Heat is subjective and a sauce maker needs to really know the market. If the Market is Dumb then that's how the sauce should be scaled.
After (way too many years in 2 different markets selling salsa.....) the ratios are still the same
25% of the fresh salsa I sell is mild. Meaning ABSOLUTELY TOTALLY MILD. Not one single hot pepper in it. Fresh Veggies, spices, that's it.
+50% of the fresh salsa I sell is Medium. Has a little jalapeno. It's at the heat scale of 3-4 for general and 1.5 for chileheads.
25% of sales is HOT salsa, which has the jalapenos in it and a bit of habanYERO. (jus yanking the chain,
). It's about a 5 for chileheads and 8 for GP.
The last little bit is the Scorcher. That's maybe 5 units out of 120. Scorcher is about 9 for GP and 6-7 for chileheads.
Those ratios have been consistent for almost 20 years. Most who hang around here on THP and on other chile forums are in the Hot and Scorcher range, which is the minority of the market.

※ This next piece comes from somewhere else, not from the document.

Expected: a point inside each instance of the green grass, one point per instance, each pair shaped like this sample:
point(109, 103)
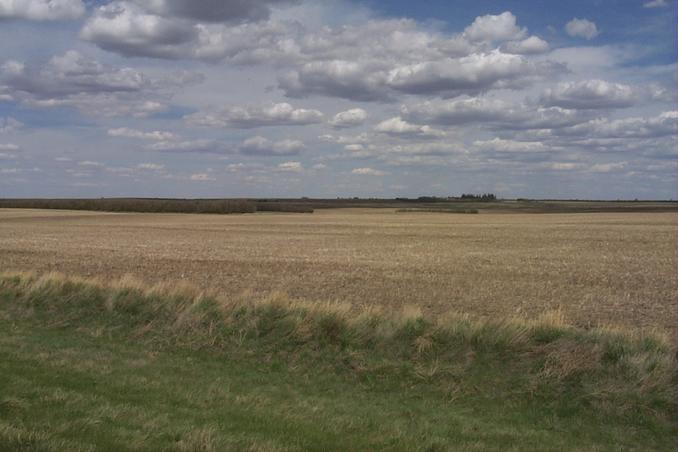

For the general public that I interacted with, most considered Tabasco as "pretty spicy". So I based my heat scale ratings on how hot the salsa is compared to Tabasco.
"Chileheads" as Boss talks about are only 25% of my salsa market. Dumbed-down neighbors are 75% of my market. Who should I cater to with fresh salsa?
Why is Tapatio's and Valentinos so popular? They are mild sauces with a bit of a bite, makes customers feel like they're chileheads...... (75% of my sales are Mild and Medilum......)
EDIT- does this mean this thread has been hijacked?